I remember being a senior in high school and getting my first ever punch card for the only tanning bed salon in our small Midwestern town. It was prom season, and for some reason that only 18-year-old me understood, looking tan while wearing my prom dress was everything.
I remember picking out the tiny pink sunglasses, buying some tanning accelerator lotion, grabbing a couple of towels, and then blissfully crawling into what resembled a large, plastic coffin. I guess the goal for me was to get darker and darker until I looked like I’d spent my winter on the beach and not shoveling snow in the middle of nowhere South Dakota. I’m not sure my friends and I succeeded in anything besides getting some vitamin D, and oh yes, exponentially increasing our risk of getting melanoma.
Melanoma is a type of skin cancer, and it can kill people. It can start out looking like a harmless little mole that changes shape and then gets larger or darker, and then it can even dive into your body and metastasize to your organs or your bones and you can die. An estimated 10,130 people people die from melanoma in the U.S. each year.
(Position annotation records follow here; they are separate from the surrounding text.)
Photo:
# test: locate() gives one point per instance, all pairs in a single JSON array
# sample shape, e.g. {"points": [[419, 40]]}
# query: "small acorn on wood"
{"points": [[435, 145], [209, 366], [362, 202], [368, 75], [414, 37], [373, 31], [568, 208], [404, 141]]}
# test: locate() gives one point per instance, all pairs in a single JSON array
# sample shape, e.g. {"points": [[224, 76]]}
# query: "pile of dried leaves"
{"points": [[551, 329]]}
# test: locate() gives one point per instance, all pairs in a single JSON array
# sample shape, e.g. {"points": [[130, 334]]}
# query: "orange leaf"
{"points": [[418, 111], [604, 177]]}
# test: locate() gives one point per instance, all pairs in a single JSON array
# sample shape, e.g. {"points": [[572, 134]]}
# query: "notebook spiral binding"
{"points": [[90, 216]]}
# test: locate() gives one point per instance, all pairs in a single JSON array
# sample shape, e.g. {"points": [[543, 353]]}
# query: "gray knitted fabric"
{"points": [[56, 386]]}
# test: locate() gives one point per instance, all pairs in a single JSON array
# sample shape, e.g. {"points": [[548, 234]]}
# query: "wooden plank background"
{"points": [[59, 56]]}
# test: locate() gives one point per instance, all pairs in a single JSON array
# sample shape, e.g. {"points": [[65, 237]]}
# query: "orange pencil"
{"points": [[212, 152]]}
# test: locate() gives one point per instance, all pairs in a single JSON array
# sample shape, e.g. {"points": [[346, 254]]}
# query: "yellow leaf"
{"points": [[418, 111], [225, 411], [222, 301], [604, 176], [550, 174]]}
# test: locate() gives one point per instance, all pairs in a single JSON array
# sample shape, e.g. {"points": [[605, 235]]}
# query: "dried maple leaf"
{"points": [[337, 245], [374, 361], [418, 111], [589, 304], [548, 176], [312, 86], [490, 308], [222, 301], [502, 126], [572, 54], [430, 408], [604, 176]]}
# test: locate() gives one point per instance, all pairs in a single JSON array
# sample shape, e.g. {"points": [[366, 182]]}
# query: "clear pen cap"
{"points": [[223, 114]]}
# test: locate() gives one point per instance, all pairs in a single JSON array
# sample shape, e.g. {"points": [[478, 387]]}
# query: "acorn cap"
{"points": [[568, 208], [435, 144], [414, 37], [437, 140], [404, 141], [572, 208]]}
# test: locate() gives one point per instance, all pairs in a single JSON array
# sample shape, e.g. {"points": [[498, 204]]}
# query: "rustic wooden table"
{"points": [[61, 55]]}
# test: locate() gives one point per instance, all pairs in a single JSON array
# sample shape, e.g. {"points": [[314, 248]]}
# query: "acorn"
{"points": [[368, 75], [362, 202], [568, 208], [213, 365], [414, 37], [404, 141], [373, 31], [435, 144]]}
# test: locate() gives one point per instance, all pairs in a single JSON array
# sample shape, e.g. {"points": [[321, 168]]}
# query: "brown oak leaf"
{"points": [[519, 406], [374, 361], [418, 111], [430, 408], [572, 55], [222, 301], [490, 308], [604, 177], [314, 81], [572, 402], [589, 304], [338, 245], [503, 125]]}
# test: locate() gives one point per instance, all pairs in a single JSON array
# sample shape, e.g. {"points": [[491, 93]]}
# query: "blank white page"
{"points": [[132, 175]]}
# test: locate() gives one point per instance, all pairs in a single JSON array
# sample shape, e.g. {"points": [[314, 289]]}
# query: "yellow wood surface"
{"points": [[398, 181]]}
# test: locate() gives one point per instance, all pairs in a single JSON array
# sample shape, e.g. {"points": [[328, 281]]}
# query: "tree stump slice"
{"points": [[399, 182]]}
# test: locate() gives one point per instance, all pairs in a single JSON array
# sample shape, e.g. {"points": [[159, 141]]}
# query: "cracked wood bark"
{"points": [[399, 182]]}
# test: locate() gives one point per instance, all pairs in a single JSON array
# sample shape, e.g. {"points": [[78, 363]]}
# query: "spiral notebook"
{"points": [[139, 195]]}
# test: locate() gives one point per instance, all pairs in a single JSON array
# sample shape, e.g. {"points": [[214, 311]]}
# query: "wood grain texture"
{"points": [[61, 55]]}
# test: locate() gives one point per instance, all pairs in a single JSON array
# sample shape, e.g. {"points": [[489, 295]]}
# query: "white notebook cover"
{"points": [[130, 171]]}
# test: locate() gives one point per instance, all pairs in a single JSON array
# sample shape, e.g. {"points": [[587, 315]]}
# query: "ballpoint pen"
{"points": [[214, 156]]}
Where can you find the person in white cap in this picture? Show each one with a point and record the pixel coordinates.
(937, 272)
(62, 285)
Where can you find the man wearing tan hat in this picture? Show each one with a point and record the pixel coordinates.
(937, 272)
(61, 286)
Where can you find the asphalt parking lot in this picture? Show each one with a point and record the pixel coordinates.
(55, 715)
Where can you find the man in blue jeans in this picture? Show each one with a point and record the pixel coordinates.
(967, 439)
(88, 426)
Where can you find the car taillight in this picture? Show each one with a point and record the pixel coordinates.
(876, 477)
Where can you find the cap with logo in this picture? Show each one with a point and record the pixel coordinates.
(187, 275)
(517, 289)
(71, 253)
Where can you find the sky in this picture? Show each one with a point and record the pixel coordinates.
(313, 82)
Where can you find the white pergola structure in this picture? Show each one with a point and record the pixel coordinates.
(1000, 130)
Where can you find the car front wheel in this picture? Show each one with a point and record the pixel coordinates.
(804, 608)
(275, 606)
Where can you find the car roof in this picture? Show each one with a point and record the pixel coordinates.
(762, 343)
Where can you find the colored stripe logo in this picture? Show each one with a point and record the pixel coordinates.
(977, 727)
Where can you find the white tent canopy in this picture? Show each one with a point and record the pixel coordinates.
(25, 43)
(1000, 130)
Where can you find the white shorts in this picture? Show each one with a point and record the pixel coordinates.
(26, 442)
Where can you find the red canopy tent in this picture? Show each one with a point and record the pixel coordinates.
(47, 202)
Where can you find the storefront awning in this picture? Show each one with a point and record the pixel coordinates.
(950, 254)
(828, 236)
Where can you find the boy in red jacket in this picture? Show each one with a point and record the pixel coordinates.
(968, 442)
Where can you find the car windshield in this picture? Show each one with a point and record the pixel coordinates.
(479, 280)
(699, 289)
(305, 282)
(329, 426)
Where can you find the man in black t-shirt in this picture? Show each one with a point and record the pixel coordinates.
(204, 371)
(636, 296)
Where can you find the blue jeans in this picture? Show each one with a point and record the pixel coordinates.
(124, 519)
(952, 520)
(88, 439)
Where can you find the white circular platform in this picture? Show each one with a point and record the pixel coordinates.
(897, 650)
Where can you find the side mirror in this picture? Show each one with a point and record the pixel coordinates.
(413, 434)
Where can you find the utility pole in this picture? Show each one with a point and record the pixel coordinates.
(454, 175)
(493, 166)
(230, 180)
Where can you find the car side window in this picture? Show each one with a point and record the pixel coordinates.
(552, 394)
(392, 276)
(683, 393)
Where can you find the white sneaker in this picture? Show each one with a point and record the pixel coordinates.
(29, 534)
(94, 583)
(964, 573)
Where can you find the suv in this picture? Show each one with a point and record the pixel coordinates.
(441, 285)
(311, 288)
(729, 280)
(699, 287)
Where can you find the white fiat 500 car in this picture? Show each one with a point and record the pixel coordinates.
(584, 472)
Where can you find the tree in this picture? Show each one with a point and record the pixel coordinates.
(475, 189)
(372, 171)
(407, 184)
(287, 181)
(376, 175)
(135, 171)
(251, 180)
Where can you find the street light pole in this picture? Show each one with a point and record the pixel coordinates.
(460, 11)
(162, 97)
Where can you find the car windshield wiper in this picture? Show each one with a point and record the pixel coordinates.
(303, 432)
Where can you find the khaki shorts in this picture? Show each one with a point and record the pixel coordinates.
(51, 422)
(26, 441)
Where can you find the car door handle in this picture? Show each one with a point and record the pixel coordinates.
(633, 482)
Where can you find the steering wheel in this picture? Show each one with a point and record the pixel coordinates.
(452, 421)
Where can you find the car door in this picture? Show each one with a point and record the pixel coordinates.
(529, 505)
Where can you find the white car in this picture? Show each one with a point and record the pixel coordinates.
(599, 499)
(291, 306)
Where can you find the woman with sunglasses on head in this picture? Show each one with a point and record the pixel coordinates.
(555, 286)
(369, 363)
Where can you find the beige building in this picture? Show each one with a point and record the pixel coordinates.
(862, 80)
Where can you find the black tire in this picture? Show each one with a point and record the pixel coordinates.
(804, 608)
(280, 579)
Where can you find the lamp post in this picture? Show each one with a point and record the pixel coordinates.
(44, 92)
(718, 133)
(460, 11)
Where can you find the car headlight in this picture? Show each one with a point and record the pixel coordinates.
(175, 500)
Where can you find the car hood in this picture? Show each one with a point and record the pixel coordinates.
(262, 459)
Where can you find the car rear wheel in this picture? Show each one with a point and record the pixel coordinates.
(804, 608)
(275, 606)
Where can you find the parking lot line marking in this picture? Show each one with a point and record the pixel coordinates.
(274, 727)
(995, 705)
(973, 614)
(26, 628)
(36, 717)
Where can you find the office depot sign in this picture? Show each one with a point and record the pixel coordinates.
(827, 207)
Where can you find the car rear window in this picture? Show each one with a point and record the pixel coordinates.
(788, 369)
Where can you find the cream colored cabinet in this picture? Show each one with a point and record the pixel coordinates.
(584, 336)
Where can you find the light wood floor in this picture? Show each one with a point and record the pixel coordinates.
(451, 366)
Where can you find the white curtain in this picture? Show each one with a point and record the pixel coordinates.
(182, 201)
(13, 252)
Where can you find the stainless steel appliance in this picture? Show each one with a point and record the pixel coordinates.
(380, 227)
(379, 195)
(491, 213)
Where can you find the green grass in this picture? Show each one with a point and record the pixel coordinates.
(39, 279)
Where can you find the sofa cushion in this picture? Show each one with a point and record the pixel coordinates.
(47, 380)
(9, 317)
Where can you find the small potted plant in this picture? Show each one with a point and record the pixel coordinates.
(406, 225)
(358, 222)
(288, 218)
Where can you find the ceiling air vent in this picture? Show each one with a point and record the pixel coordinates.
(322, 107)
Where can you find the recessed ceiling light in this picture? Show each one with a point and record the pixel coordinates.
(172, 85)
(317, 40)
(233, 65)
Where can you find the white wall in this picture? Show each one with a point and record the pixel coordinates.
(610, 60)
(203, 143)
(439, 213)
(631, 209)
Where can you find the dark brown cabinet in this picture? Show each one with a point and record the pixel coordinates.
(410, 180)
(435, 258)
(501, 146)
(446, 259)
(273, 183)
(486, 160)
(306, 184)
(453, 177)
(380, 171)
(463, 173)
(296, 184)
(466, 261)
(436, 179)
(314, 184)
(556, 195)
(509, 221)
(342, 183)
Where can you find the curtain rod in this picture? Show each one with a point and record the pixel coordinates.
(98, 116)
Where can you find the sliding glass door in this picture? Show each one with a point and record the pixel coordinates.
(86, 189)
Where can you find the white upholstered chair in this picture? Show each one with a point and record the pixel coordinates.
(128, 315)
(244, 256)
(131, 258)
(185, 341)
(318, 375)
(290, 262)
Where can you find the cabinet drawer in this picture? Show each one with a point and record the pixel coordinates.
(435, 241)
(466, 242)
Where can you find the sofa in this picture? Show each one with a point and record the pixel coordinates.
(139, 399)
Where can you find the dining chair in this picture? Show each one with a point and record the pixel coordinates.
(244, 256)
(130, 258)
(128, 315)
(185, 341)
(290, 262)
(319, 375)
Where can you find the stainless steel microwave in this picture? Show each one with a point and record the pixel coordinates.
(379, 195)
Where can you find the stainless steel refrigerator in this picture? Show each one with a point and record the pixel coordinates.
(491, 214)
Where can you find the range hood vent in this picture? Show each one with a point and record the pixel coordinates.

According to the Skin Cancer Foundation, melanoma occurs “when unrepaired DNA damage to skin cells (most often caused by ultraviolet radiation from sunshine or tanning beds) triggers mutations (genetic defects) that lead the skin cells to multiply rapidly and form malignant tumors.” I’d show you pictures, but I’m already seriously traumatized by the images of a woman with a hole going all the way through her nose. Search at your own risk.
At 18, I wasn’t worried about getting melanoma or holes in my nose. I was worried about getting my preferred time slot at the tanning bed because every single one of my friends had a punch card just like me.
I wasn’t worried about going to college and finding a lump in my groin and then dying at age 26 like Glenna Kohl.
I wasn’t worried about getting stage 4 melanoma at 30 and dying right after my baby was born like this young mom just did in Pennsylvania.
No. I was worried about lovely, tanned skin for one night at prom.
I was a dumbass.
Some say, oh well, tanning beds aren’t that bad. I’ve been going for years, and I’m fine. It’s just a little ultraviolet light.
But it can be that bad.
It is that bad.
One visit to the tanning salon increases your risk of developing squamous cell carcinoma by 67%. One visit. And 76% of melanoma cases among 18-to-29-year-olds can be attributed to tanning beds. Also, your risk of developing melanoma increases by 75% if you have used a tanning bed before 35. And maybe most alarming of all, a 2014 study published in the Journal of the American Medical Association (JAMA) Dermatology found that “the number of skin cancer cases due to tanning is higher than the number of lung cancer cases due to smoking.” What?
I think I’ll make an appointment with my dermatologist right now. And if you’ve ever used a tanning bed, you probably should too.